SURGICAL MANAGEMENT OF VAGINAL AGENESIS IN MAYER–ROKITANSKY–KÜSTER–HAUSER SYNDROME: MULTI-CENTER EXPERIENCE
Main Article Content
Keywords
Mayer–Rokitansky–Küster–Hauser syndrome, neovagina, congenital vaginal agenesis, Abbe–McIndoe procedure, genital reconstructive surgery, multicenter study, Pakistan
Abstract
Background: Mayer–Rokitansky–Küster–Hauser (MRKH) syndrome is a rare congenital anomaly characterized by agenesis or hypoplasia of the uterus and upper two-thirds of the vagina, resulting in primary amenorrhea and profound implications for sexual and reproductive health. Vaginal reconstruction in these patients represents a complex surgical challenge requiring specialized expertise.
Aims & Objectives: This multicenter retrospective study aimed to evaluate the clinical outcomes and surgical efficacy of neovaginal reconstruction using the Abbe–McIndoe technique in patients with MRKH syndrome across major urban centers in Pakistan.
Methodology: A retrospective analysis was conducted on 78 patients diagnosed with MRKH syndrome who underwent neovaginal reconstruction from January 2024 to April 2025. Data were collected from tertiary care surgery and gynecology departments located in Karachi, Lahore, Islamabad, Rawalpindi, Faisalabad, and other large metropolitan areas. Patients were selected through a non-probability convenience sampling technique. All participants had confirmed 46, XX karyotype and were diagnosed via clinical and imaging assessments by certified gynecologists. Surgical reconstruction was performed using the standardized Abbe–McIndoe technique, employing split-thickness autologous skin grafts. Perioperative, intraoperative, and long-term postoperative outcomes were systematically recorded and analyzed.
Results & Findings: The mean age of participants was 21.4 years (range: 15–32 years). All patients exhibited a normal female karyotype (46, XX) with absence of the uterus and proximal vagina, and normal development of secondary sexual characteristics. The mean operative time was 3.1 ± 0.5 hours. The average neovaginal length achieved postoperatively was 10.7 ± 1.1 cm. Early complications included rectovaginal fistula in 2 patients (2.6%) and superficial graft necrosis in 4 patients (5.1%), all managed by surgeons. At six-month follow-up, 89.7% of patients reported satisfactory anatomical and functional outcomes, with 82% achieving regular and pain-free sexual intercourse. No cases of graft rejection or severe infections were documented.
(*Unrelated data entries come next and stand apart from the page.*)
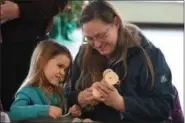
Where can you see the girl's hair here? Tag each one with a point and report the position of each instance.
(45, 51)
(93, 62)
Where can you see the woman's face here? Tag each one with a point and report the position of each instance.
(101, 36)
(57, 68)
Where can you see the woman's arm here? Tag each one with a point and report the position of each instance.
(157, 103)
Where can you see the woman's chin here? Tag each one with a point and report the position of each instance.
(105, 53)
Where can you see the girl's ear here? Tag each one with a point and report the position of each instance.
(117, 21)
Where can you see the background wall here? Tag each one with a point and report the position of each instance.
(166, 12)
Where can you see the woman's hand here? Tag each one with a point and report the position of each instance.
(9, 10)
(75, 111)
(85, 97)
(110, 96)
(55, 112)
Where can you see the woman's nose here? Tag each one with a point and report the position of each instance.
(97, 44)
(62, 72)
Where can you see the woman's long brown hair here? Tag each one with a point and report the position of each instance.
(93, 63)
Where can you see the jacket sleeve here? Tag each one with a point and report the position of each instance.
(37, 10)
(158, 102)
(22, 110)
(76, 70)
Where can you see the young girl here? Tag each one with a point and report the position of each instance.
(41, 95)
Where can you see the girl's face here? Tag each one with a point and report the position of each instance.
(101, 36)
(57, 68)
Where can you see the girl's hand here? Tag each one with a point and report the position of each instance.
(75, 111)
(55, 112)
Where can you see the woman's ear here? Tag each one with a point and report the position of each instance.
(117, 21)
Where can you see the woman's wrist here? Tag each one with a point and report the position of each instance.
(80, 97)
(121, 105)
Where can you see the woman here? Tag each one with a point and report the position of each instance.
(145, 92)
(25, 23)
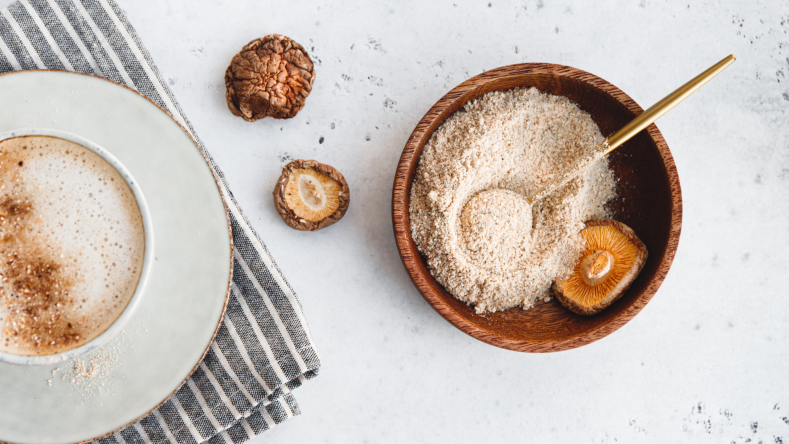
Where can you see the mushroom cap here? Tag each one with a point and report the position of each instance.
(612, 259)
(271, 77)
(299, 221)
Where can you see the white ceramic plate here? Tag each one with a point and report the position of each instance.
(188, 287)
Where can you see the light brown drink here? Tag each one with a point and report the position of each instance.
(71, 245)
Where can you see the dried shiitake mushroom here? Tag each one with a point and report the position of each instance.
(310, 195)
(270, 77)
(611, 261)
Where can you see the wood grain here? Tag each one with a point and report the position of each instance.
(649, 200)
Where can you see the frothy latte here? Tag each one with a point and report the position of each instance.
(72, 244)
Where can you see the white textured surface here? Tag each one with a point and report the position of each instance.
(704, 362)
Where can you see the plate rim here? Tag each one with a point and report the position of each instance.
(229, 230)
(409, 254)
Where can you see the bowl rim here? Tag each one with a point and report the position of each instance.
(148, 255)
(410, 255)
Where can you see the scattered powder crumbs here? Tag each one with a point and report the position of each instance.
(470, 215)
(93, 374)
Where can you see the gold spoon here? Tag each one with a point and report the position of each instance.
(642, 121)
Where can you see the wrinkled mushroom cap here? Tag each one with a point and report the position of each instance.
(612, 259)
(310, 195)
(271, 77)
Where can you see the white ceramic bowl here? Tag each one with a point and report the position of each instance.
(127, 313)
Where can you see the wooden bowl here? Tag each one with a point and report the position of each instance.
(648, 199)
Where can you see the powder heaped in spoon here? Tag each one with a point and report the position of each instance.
(500, 150)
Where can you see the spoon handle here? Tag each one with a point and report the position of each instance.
(665, 104)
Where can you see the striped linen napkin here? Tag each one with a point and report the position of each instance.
(263, 349)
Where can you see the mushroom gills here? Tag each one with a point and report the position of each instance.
(311, 195)
(612, 259)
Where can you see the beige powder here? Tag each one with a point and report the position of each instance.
(470, 215)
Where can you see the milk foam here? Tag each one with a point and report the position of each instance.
(71, 245)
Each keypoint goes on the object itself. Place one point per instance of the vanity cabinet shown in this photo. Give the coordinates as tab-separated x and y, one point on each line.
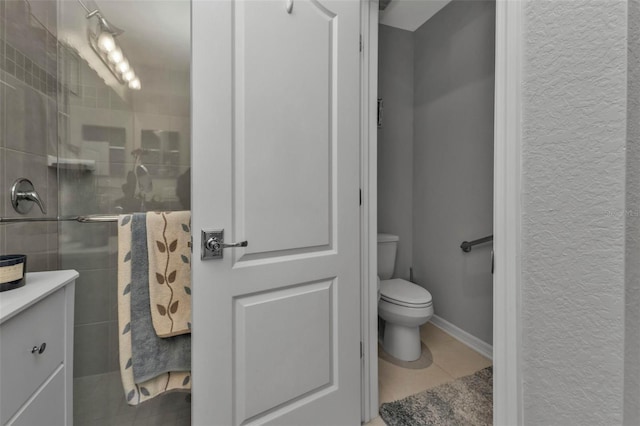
36	351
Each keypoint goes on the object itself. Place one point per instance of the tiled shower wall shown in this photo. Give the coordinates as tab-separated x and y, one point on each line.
28	124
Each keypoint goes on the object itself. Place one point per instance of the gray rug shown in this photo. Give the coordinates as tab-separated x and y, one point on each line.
465	401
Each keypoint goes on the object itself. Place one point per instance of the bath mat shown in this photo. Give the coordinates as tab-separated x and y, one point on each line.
425	360
168	238
465	401
152	355
136	393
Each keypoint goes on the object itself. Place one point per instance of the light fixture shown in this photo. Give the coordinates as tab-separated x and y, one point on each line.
123	66
103	42
129	75
135	84
106	43
115	56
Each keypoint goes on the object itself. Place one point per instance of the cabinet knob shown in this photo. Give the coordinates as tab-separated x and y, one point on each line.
39	349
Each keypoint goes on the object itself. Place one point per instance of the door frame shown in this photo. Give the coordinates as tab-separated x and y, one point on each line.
507	281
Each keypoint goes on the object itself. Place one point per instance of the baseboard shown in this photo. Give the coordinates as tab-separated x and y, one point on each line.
473	342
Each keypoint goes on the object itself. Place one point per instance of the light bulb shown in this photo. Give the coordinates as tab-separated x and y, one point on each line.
134	84
115	55
123	66
106	42
129	75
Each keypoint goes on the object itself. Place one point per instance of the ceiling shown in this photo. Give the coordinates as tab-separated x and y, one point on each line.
156	33
410	14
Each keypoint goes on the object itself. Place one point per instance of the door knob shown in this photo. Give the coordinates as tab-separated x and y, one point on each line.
213	244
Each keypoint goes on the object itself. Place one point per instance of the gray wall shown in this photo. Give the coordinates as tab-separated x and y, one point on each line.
632	313
453	162
395	141
28	125
573	200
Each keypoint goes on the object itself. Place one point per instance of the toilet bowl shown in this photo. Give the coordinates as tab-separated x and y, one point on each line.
404	306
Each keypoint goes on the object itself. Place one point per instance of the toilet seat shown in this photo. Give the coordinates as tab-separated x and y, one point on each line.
404	293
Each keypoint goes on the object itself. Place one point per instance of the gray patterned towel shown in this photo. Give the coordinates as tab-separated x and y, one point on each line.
152	355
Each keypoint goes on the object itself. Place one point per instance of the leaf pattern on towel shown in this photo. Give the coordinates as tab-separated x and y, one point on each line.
137	393
170	261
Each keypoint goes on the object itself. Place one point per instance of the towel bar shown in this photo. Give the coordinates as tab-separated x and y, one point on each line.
82	219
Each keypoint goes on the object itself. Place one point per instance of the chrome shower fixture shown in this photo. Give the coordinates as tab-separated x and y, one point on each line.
103	42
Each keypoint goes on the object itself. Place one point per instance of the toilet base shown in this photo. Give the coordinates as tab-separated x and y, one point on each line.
402	342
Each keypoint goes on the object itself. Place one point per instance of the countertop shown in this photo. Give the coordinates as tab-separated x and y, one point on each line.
39	285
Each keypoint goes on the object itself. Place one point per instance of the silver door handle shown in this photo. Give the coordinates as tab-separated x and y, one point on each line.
214	244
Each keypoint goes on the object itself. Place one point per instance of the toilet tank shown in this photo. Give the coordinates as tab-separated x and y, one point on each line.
387	246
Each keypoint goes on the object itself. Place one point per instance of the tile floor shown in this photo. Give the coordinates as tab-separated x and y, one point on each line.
451	360
99	401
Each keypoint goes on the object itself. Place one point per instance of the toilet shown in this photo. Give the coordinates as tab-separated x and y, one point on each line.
403	305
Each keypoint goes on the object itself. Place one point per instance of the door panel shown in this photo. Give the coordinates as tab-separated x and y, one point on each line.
285	103
279	360
276	329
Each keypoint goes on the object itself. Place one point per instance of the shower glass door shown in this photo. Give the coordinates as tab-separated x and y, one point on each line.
123	146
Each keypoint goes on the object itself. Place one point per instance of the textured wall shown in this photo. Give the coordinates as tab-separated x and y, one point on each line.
395	140
453	162
28	125
632	313
573	223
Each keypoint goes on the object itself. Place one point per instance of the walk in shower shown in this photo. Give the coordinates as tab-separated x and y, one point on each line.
95	111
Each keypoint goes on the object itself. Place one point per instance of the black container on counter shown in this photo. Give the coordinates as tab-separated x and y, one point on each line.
13	268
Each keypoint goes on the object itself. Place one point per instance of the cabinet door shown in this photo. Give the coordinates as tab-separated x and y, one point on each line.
47	406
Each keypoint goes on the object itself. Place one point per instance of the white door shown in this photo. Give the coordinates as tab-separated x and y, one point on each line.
276	325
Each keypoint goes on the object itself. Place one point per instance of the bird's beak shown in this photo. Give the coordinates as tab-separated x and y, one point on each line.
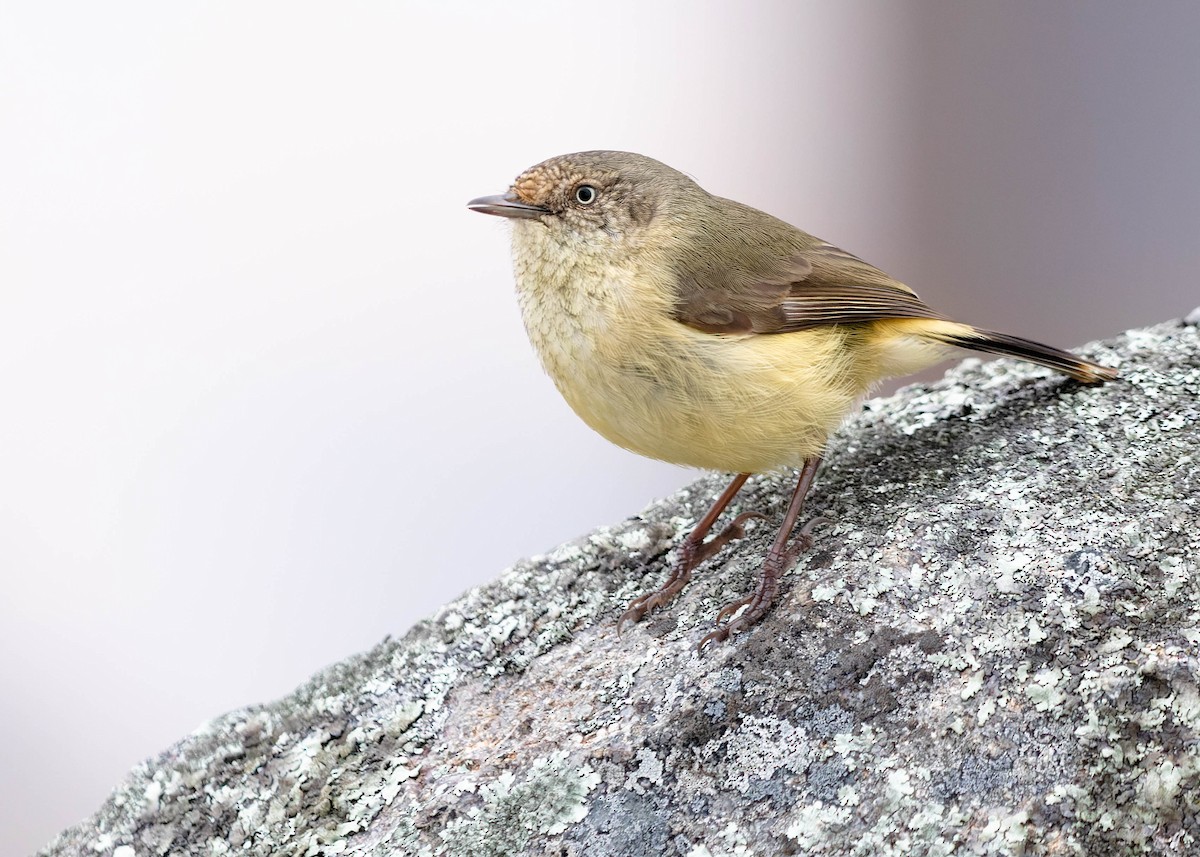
507	205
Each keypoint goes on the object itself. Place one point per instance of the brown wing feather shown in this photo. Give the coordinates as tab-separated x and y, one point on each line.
791	281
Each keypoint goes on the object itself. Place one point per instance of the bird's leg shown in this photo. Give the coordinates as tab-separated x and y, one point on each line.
693	551
779	558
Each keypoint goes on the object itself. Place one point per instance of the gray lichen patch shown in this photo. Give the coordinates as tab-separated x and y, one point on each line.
991	648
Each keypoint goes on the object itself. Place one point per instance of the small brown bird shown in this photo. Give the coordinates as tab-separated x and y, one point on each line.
702	331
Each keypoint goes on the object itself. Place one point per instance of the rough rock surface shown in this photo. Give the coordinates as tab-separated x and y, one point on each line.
994	649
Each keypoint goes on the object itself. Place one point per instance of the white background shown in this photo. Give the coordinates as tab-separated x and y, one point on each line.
265	394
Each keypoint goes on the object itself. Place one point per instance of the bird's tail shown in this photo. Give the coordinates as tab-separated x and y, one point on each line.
966	336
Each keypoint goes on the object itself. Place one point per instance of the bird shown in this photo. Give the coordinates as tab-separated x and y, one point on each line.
701	331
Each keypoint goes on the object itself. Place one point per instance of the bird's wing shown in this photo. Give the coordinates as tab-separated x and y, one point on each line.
795	289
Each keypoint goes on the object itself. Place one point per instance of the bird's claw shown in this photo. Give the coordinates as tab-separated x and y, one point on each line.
759	601
690	556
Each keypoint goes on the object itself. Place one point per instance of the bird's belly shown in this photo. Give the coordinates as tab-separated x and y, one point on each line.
678	395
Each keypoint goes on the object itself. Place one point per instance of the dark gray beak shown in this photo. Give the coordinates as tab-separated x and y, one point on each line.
507	205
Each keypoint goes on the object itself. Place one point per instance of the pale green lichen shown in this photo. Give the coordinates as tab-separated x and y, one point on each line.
994	651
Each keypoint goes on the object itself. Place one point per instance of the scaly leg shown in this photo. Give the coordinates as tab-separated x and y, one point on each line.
779	558
693	551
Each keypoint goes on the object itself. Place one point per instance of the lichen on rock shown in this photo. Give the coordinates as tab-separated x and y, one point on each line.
991	651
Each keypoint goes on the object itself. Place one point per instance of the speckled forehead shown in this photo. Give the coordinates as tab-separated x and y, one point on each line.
538	184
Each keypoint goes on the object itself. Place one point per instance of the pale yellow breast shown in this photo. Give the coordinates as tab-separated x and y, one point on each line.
647	383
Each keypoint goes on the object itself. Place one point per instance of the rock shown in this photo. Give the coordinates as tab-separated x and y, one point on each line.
993	649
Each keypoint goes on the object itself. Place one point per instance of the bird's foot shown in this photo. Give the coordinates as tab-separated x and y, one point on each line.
691	553
759	601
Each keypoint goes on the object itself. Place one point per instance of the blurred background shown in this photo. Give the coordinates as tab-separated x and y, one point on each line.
265	393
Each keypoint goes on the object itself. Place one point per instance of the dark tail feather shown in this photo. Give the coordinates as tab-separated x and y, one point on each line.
1027	349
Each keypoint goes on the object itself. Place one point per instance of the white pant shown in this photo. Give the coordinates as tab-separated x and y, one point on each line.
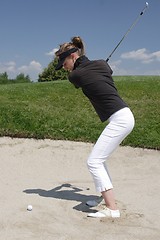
120	125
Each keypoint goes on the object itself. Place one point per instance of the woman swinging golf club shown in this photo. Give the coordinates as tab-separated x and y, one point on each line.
95	80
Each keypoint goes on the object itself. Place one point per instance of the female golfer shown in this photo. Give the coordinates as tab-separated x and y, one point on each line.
95	80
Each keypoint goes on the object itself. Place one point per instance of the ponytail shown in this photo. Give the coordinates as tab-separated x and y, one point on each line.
76	42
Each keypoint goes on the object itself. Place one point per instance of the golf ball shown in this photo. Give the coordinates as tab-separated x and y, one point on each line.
29	208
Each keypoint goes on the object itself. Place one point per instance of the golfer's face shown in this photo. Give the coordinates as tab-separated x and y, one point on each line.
68	63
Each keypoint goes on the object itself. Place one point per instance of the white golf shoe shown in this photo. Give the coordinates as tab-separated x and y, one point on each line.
94	203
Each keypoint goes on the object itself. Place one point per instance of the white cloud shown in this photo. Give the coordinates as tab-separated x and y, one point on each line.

Conclusion: The Abbe–McIndoe technique remains a reliable and effective surgical modality for neovaginal construction in patients with MRKH syndrome, particularly in resource-limited settings. The results from this large multicenter Pakistani cohort reinforce the safety and functional efficacy of this technique when performed in specialized centers. However, there is an urgent need for increased awareness, surgeon training, and multidisciplinary collaboration to address the unmet surgical needs of MRKH patients in developing countries.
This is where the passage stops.